Pr/cross platform cuda gradio Windows / Linux / CUDA cross-platform support + Gradio Explorer UI by cronos3k · Pull Request #1 · cronos3k/larql

cronos3k · 2026-04-16T11:22:26Z

Following your video yesterday — watched it, spent the day on this,
here's what came out of it.

What's in this PR

10 commits, each self-contained:

fix(compute/build) — CARGO_CFG_* env vars for correct cross-compilation platform detection
fix(compute) — q4_dot.c: MSVC-safe memcpy + scalar x86 fallback alongside ARM NEON path
feat(compute) — per-platform BLAS: system OpenBLAS on Linux, matrixmultiply on Windows (no install required)
feat(compute) — CUDA/cuBLAS backend, --features cuda, priority: Metal > CUDA > CPU
refactor — replace every hardcoded CpuBackend with default_backend() so GPU features actually fire
feat(models) — Windows HF cache path fix, HF_HOME/HUGGINGFACE_HUB_CACHE support, auto-download via hf-hub
ci — GitHub Actions Linux x86_64 build on ubuntu-22.04 (glibc 2.35, Bookworm-compatible)
chore — .gitignore: exclude vindex dirs, model weights, demo logs
feat(demo) — Gradio 6 Explorer UI: 6 tabs, HF Space Dockerfile, no Rust reimplementation
docs — README: HF Space link

What is not changed

No LQL query language changes
No vindex format changes
No changes to extract-index or walk logic
macOS / Metal path is untouched

Tested on

Windows 11, MSVC, CUDA 12.x, RTX 3080
Ubuntu 22.04 (GitHub Actions CI, CPU only)
HuggingFace Spaces Docker (cpu-basic, glibc 2.35)

Live demo

https://huggingface.co/spaces/cronos3k/LARQL-Explorer
Happy to split into separate PRs or adjust anything you'd like to change.

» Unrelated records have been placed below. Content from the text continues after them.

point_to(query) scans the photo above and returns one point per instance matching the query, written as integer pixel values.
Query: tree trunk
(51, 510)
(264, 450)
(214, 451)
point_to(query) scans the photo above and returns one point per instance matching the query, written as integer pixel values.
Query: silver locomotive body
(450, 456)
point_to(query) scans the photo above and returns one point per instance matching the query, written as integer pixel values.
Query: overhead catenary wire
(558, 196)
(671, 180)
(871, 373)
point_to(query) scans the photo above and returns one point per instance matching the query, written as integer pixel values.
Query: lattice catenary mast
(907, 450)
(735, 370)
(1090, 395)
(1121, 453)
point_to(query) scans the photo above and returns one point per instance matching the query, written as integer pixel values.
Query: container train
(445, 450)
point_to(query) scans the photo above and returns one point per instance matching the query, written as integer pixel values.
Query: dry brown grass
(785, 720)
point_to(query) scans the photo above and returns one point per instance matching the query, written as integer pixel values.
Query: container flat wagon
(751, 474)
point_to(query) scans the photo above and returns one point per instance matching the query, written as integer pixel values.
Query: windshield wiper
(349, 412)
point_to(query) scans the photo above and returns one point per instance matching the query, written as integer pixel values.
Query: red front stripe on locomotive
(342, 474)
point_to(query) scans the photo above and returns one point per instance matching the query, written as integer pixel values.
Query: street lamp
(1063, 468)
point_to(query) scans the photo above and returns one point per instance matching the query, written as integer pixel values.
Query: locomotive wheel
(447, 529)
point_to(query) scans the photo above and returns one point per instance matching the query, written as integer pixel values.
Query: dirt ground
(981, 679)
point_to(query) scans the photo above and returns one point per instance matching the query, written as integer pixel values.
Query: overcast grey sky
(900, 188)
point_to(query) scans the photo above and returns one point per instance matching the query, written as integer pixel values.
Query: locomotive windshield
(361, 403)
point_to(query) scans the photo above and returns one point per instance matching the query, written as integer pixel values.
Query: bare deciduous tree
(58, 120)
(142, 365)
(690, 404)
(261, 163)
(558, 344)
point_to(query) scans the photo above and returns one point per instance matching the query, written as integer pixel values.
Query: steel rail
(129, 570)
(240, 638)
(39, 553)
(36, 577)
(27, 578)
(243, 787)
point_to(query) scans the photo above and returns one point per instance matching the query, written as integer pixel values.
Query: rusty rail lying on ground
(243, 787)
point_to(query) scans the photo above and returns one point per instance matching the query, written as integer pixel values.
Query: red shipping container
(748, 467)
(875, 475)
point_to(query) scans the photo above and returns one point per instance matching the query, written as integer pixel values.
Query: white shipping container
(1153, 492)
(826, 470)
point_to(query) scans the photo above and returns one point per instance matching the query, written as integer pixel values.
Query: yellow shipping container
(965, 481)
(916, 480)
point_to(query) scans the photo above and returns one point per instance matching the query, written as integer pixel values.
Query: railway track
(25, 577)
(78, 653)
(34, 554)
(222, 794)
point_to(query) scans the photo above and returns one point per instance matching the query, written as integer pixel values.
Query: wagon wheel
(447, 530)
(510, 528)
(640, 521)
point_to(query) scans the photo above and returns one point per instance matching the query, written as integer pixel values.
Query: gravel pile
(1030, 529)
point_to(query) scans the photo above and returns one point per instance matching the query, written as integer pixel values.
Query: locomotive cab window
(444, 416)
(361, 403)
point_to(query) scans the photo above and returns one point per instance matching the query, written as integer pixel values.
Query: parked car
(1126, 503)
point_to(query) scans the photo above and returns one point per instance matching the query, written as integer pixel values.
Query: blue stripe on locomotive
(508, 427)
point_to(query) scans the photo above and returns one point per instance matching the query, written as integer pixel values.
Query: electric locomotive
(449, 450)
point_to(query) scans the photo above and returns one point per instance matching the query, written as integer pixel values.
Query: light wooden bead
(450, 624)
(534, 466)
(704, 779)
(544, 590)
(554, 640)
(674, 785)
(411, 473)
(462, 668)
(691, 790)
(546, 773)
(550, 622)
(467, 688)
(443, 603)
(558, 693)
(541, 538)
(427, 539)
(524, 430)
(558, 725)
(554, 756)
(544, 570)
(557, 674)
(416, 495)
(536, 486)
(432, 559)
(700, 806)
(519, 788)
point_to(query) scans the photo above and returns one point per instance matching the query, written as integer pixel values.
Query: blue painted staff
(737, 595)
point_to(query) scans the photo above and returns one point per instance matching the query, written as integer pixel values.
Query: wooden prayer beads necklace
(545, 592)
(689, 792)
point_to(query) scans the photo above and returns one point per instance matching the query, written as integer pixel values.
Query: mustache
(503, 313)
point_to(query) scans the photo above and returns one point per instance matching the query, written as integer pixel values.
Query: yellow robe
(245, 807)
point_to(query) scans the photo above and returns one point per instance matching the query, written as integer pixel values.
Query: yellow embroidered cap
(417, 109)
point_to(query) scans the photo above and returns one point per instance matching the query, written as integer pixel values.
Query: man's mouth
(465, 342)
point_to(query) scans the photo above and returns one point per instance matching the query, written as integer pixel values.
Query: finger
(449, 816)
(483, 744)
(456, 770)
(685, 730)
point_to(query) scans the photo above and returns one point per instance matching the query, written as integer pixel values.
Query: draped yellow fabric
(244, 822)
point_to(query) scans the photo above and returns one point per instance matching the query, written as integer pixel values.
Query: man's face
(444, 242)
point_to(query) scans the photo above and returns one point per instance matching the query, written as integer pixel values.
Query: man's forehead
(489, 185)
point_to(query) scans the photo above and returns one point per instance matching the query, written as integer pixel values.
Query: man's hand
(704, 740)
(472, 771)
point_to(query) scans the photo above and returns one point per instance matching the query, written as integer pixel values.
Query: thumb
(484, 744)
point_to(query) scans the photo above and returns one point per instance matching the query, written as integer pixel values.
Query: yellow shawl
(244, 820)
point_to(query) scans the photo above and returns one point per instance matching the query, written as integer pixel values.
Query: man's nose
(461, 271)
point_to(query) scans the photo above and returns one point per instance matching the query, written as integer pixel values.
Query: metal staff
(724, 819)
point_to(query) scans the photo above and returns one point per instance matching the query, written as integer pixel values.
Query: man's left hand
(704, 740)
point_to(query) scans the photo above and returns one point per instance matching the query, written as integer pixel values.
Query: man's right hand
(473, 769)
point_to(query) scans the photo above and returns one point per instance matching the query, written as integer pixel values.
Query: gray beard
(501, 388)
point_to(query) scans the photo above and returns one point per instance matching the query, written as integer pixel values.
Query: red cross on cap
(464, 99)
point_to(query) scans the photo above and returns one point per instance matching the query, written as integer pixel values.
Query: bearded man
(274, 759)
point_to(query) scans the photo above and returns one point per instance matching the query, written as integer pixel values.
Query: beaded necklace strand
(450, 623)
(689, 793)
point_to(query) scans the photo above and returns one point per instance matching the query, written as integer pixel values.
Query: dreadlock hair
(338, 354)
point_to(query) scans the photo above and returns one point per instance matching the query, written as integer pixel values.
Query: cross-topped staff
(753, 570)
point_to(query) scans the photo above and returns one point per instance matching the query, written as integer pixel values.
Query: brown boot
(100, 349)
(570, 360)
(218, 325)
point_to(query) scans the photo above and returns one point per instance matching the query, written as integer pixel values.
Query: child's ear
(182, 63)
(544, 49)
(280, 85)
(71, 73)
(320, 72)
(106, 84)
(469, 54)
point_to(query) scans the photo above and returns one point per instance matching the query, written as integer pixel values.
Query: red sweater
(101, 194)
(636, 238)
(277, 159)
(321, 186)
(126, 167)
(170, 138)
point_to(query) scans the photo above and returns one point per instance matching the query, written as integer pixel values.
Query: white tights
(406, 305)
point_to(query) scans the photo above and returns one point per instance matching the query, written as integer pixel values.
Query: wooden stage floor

…fe platform detection build.rs previously used #[cfg(target_arch = "...")] macros directly inside the build script. These macros reflect the HOST architecture, not the TARGET, which causes incorrect behaviour during cross-compilation. Changed to read CARGO_CFG_TARGET_ARCH and CARGO_CFG_TARGET_ENV environment variables, which Cargo sets to the actual target platform. Also added the missing cargo:rerun-if-changed directive so the build script re-runs whenever q4_dot.c is modified. In lib.rs, guarded `extern crate blas_src` with #[cfg(unix)] so Windows builds do not attempt to link a BLAS library that is not present on that platform. No algorithm changes. No behaviour changes on macOS or existing Linux builds.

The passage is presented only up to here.